To register themselves as FPIs, foreign funds would need to submit declaration and undertakings that they were not operating as PCCs, MCVs or any such equivalent structures.
"However, an FPI applicant will not be considered as opaque structure and will be considered for grant of registration if it is required by its regulator or under any law to ring fence its assets and liabilities from other funds / sub funds," SEBI said.
To be eligible to register as FPIs, the foreign fund should be structures being regulated in their home jurisdiction and the funds or their sub-funds should satisfy broad-based eligibility criteria.
The applicants should give an undertaking to provide information regarding its beneficial owners as and when SEBI seeks this information.
Under the new regime, select FPIs, excluding high-risk profile entities, only would be allowed to issue participatory notes.

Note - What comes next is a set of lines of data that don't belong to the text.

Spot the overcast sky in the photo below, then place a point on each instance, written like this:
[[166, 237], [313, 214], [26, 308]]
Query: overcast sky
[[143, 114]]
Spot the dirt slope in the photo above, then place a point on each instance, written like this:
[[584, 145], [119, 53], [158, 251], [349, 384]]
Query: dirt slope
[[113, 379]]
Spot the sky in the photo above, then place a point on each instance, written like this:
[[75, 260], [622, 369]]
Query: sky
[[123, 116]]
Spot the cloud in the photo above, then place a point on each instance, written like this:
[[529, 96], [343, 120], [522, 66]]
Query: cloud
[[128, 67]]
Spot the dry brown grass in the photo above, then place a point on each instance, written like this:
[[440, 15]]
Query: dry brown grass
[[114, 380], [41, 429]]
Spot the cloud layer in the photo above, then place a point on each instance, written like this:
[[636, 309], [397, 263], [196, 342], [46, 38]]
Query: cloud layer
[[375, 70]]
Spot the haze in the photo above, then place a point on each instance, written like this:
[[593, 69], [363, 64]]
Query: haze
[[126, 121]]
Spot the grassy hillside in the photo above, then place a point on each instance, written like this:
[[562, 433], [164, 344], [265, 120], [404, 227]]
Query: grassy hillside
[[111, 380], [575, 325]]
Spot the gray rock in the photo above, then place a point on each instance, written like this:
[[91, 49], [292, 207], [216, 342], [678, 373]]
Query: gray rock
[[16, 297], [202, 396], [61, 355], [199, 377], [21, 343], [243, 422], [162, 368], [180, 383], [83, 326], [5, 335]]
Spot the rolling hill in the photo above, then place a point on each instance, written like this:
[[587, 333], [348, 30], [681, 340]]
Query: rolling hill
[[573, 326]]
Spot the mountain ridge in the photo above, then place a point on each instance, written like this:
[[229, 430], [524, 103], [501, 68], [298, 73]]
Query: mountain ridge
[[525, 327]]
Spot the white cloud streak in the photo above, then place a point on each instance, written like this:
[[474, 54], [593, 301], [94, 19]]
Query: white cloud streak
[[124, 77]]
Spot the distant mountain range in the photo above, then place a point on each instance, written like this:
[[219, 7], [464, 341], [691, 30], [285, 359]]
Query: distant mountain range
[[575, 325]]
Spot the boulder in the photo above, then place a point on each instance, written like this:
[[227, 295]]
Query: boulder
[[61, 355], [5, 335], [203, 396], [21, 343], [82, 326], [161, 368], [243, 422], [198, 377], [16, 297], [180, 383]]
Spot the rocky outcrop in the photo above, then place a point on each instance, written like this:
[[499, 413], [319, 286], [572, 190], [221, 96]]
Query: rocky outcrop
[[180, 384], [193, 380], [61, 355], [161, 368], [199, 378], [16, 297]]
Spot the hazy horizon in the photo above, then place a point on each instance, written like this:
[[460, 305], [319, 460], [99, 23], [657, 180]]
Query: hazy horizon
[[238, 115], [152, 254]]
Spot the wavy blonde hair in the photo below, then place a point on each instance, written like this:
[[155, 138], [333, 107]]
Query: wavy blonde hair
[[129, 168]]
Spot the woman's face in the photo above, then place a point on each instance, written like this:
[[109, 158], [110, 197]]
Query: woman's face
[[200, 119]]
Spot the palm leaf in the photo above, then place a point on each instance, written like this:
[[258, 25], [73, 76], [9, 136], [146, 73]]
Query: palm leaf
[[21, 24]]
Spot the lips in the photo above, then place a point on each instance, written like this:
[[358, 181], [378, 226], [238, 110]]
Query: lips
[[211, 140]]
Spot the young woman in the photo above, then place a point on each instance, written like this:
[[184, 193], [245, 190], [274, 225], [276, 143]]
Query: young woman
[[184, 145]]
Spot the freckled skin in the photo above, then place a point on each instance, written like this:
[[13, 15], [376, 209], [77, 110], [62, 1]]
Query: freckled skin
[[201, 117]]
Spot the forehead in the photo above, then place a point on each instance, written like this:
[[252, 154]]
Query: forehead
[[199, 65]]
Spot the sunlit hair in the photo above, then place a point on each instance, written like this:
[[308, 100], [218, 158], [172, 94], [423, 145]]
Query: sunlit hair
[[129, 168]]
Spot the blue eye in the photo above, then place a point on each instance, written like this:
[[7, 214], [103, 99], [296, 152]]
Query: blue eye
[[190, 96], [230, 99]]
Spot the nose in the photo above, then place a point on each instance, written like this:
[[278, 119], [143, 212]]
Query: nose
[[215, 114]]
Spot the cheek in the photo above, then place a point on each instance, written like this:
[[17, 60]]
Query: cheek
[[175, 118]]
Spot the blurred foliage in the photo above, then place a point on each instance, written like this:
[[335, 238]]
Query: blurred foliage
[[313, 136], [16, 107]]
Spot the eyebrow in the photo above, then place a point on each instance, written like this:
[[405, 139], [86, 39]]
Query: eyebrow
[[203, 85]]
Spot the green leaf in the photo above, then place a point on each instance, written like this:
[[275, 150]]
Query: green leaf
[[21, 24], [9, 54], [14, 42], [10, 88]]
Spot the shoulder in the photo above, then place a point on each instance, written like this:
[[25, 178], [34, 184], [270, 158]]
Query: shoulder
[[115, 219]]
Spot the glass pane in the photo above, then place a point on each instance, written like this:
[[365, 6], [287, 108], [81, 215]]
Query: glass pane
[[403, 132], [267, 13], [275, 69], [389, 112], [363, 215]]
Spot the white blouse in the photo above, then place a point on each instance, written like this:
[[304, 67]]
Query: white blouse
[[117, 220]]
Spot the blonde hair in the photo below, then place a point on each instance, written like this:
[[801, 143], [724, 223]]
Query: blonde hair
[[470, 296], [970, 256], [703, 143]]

P-Notes are widely used by overseas high net-worth individuals (HNIs), hedge funds and sub-accounts of foreign institutional investors to invest in Indian markets through registered FIIs as it saves them time and cost.
For the time being, however, foreign funds that have already issued offshore derivative instruments under the existing FII regime will be allowed to continue to make use of the tool in order to ensure a seamless transition, SEBI said.
"Unregulated" foreign funds will not be allowed to issue offshore derivative instruments.
"The ODI (offshore derivative instruments) positions under FII Regulations can continue under the Foreign Portfolio Investors (FPI) regime.
"Also the subscribers who have subscribed to ODIs under FII Regulations can continue to subscribe to ODIs under the FPI regime," SEBI said in a detailed note on its new FPI guidelines.
SEBI said existing entities, which did not have positions through P-Notes, can continue to issue these instruments to registered clients.
"ODI issuers may continue to issue ODIs to those subscribers even if there is a change in their investment manager, provided the incoming investment manager is a regulated entity," the regulator said.
While Category-I FPIs, which deal with entities backed by foreign government, can issue, subscribe to or otherwise deal in ODIs in the same manner as it is being presently done under the FII regime, SEBI has prohibited certain entities under 'Category-II,' or medium-risk investors, from issuing P-Notes.
"Provided that those unregulated broad-based funds, which are classified as Category-II foreign portfolio investor by virtue of their investment manager being appropriately regulated, shall not issue, subscribe or otherwise deal in offshore derivatives instruments directly or indirectly," SEBI said.
All other FPIs would come under Category-III.